I am wondering does this happen to other parents with their adhd child and substitutes?  Do you have any ideas to help in the future? A big problem is we do not know when there will be a sub before the day.
This is common. Have a talk with the teacher and ask her to provide substitutes with detailed information on how to manage your child. If it's the same substitute tomorrow why not just go to class with him, or let the principal know that this particular teacher doesn't have the needed skill set to manage him and you want to do home study until the regular teacher returns. He shouldn't be going ballistic at the end of the day. Her approach obviously sent him over the edge.My son has a horrible time with transitions and with changes to his
schedule.    What works with my son is when he basically ignores the sub
and goes through his ed tech 100%. It may be too late for this, but is
there another adult, someone he knows and respects at the school, who
could buddy up with him for the rest of the week?
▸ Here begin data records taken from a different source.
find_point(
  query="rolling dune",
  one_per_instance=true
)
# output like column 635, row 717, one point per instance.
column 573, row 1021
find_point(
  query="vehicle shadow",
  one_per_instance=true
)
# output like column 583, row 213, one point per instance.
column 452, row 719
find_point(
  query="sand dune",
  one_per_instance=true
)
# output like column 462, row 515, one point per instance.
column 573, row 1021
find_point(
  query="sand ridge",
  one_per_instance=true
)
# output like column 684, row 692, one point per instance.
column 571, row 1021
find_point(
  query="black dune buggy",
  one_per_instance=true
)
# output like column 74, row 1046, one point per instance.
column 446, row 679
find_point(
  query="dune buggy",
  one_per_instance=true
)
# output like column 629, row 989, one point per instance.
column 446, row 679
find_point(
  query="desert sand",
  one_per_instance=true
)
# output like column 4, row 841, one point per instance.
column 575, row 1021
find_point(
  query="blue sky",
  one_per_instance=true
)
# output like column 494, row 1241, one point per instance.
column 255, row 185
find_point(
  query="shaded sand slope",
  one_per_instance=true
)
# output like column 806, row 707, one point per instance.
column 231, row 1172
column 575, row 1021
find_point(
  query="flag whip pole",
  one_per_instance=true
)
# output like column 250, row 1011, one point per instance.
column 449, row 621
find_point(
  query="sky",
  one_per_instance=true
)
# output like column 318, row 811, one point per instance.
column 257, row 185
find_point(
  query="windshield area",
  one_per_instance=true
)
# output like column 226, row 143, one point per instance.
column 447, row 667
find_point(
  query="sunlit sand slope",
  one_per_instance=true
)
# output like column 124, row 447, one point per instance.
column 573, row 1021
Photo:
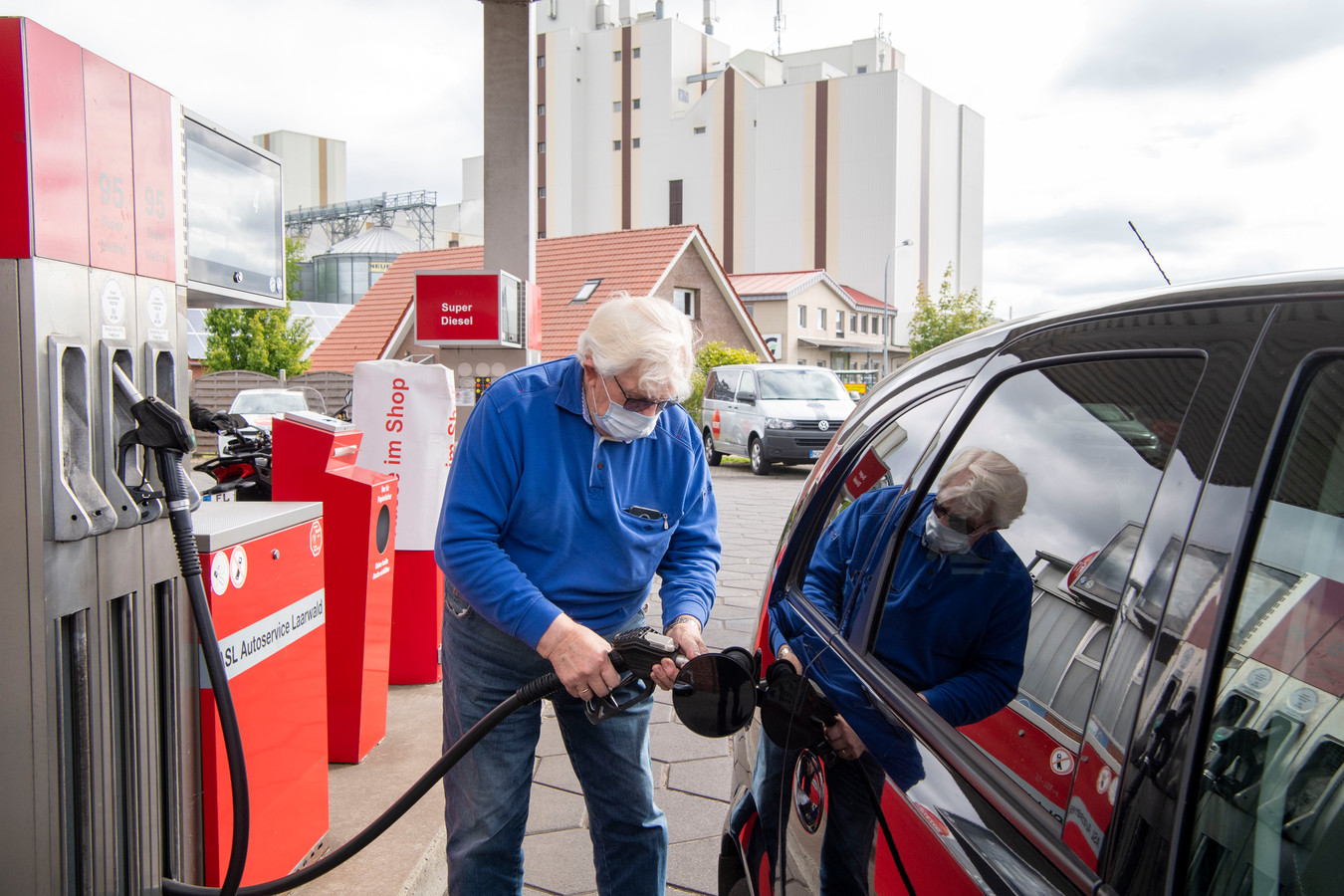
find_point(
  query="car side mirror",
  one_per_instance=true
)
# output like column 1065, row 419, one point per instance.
column 715, row 693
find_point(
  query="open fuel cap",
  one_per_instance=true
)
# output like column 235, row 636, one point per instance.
column 715, row 693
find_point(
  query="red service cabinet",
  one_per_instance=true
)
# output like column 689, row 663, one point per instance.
column 262, row 564
column 314, row 460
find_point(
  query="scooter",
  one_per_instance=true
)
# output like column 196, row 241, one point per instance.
column 242, row 469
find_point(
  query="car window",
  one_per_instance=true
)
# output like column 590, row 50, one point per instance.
column 1267, row 810
column 725, row 384
column 801, row 384
column 269, row 403
column 890, row 456
column 746, row 387
column 1010, row 645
Also - it helps if my son gets a heads up. He has an ed tech now, but
before he had one they would send someone, frequently the vice principal
or his special ed coordinator, to "introduce" him to the sub. Then he
didn't feel like he was blindsided and it was easier for him to deal with
the sub. Also, the sub was always given a heads up about him so they
wouldn't push so hard.

My son's worst sub experience was with one who insisted he write his
name on the page first - he always writes his name when he's done with
his work. It was an all out war. When I pitched a fit with the school for
the absolutely inane power struggle the sub was doing, I got the
principal to tell her to back off, and guess what - the next day they had
no problems.

Sounds like you have a power struggle going on there, too. You can't call
the sub, but you can call the principal to find out what happened. If your
son's sub is trying to make him do something to stake a claim, have the
principal intervene. Just giving the sub permission not to force your son
to toe the line might be enough breathing room to calm everything down.

Another thing - and this is just me - my son does homework very well, so
if there's some major disruption happening at school, I keep him home
and basically homeschool him for a short while. That might be the best
solution for you this week.

Best of luck! Do some extra self-care tonight - you deserve it!